For this exhibit the Nave Gallery is donating its 20% commission of all sales to the Brian M. Liberatore Somerville High School Scholarship Fund. This fund is targeted for SHS students with an interest in art, music and hockey.


The Nave Gallery is an important partner in Somerville’s vibrant arts community. It is a project of ARTSomerville, a volunteer organization that draws upon the talents of local creativity, strengthening communication among artists and the public by presenting exhibits, performances, and educational activities, in collaboration with the Clarendon Hill Presbyterian Church. The gallery is a noncommercial art space featuring work of both emerging and established artists. Run and staffed completely by volunteers, the Nave provides an important exhibition space for both local and regional artists.

All exhibitions are free and open to the public. Gallery hours are Friday 5:00 to 8:00 p.m. and Saturday & Sunday 1:00 to 5:00 p.m.


To see a schedule of events, which is updated often, please look at the website: www.artsomerville.org/upcoming.html


Annual Meeting

Join us right after the service on Sunday, January 20th (snow date January 27th) for a potluck meal and the annual meeting. At the annual meeting we will elect officers for the coming year, hear reports from our committees about the activities that have occurred in the past year and ideas for the upcoming year, vote on the annual budget for 2008 and conduct other necessary business. Everyone is invited to attend – only members of Clarendon Hill are allowed to vote. Bring a dish to share (appetizer, main dish, side dish, dessert or beverage), enjoy some great food, and let your voice be heard!


Book Group/Bible Study

There has been a simmering desire for more bible study opportunities at CHPC. The book group of the past few years is now a bible study that will be reading and listening to the Gospel of Matthew. We will go through it chapter by chapter at whatever pace we

need. Although meant to be more about listening for God's voice through this gospel, we will certainly also be ready to look at issues of interpretation and history. If you have been looking for something like this you are invited to join us on Wednesday evening January 23rd at 7:00 p.m.


Friday afternoon Horizons Bible Study

On Friday afternoon at 3:00 p.m., February 1st, all interested in a once a month Bible Study are invited to come to Salam Lebbos' house in Arlington. We will be using the 2007-2008 Horizons Bible Study: Above and Beyond - Hearing God's Call in Jonah and Ruth, published by Presbyterian Women. If you are interested in participating, please contact Gusti Newquist, Katherine Gustafson, or Salam Lebbos. Get in touch with Katherine if you need a ride or directions.


Stewardship for 2008

Thanks to those of you who have turned in your pledge forms, and indicated how you plan to support Clarendon Hill during 2008 with your tithes.

There are many more of you who give on a regular basis: you know who you are! But we have not yet received your pledges.
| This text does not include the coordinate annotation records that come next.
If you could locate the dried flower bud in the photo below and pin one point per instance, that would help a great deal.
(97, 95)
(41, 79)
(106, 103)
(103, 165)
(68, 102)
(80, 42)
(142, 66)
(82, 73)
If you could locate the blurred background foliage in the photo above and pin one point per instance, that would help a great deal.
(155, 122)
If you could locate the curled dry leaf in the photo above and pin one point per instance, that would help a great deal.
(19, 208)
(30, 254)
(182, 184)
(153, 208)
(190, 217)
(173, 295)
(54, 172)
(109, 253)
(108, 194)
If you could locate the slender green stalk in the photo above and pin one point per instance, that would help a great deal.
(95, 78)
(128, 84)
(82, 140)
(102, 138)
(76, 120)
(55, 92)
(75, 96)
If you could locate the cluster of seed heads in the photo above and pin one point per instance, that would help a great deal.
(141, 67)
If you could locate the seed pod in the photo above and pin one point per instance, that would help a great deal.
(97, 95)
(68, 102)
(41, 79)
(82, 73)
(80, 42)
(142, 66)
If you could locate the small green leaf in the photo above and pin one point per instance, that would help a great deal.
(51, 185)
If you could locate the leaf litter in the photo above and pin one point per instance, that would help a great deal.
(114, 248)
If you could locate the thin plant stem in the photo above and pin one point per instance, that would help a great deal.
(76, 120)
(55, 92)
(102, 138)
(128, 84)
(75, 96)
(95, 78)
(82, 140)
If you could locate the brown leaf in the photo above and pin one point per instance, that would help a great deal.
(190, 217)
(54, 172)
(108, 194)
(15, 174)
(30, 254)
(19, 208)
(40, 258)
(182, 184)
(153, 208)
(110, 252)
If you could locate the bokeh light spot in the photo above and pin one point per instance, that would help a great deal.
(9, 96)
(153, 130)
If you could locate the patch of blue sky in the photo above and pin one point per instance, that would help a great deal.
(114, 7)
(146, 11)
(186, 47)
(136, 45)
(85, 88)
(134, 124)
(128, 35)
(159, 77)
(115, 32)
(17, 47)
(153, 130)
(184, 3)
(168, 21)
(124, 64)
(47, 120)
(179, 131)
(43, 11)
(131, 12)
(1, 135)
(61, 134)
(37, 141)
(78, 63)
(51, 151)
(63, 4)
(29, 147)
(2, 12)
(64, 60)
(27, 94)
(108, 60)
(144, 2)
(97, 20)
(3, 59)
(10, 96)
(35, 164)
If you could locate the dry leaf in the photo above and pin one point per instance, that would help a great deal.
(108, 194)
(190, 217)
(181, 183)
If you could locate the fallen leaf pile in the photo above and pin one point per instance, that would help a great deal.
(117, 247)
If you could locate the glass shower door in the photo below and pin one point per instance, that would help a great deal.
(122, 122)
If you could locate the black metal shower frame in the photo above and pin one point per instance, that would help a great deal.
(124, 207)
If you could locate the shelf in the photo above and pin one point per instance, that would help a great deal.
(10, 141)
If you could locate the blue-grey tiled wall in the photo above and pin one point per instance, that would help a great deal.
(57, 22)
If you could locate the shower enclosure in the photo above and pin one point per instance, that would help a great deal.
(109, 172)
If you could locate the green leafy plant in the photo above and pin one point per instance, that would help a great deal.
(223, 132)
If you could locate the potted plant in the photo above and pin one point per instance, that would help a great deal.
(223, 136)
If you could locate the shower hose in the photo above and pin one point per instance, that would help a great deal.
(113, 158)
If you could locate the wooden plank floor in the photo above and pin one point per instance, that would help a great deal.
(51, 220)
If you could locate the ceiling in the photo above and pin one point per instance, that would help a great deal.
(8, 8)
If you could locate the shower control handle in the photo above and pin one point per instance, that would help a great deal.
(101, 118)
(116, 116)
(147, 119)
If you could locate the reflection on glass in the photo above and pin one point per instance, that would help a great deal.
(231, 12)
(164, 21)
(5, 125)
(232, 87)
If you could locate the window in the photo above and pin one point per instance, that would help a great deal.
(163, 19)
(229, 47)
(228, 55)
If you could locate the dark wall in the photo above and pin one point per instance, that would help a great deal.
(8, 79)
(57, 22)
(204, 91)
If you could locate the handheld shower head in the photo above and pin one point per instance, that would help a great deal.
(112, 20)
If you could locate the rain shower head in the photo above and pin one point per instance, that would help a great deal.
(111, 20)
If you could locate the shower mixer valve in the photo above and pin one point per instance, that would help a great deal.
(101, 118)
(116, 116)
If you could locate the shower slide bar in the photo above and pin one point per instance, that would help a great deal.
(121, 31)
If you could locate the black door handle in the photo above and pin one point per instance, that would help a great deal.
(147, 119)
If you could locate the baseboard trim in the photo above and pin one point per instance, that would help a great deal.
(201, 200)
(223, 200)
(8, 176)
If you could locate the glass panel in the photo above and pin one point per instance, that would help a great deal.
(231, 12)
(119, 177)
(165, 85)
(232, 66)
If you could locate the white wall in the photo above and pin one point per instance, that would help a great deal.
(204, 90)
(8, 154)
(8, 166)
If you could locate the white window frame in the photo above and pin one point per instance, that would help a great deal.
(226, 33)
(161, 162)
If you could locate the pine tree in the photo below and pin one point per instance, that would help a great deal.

Please take a minute or two of your time, think about what the community at Clarendon Hill has meant to you over the past year, and fill out a pledge form. (You should have received one in the mail in December – if you need a new one, there are on the table by the entrance to the sanctuary. Fill out the pledge form and put it in the offering plate, or mail it to the church at your convenience. It is critical that our officers know what are budget for income will be for the coming year. Thank you so much!

Rental Space Available!

Teen Empowerment and the Somerville Producers Group have both recently left their rental space at the church, so there is room available! If you know of a group or organization that is in need of office space, please have them get in touch with the church right away.


Update from the Finance Committee of the Session

The Session is currently completing the 2008 budgeting process, and we wanted to share some of our findings and recommendations with the Congregation.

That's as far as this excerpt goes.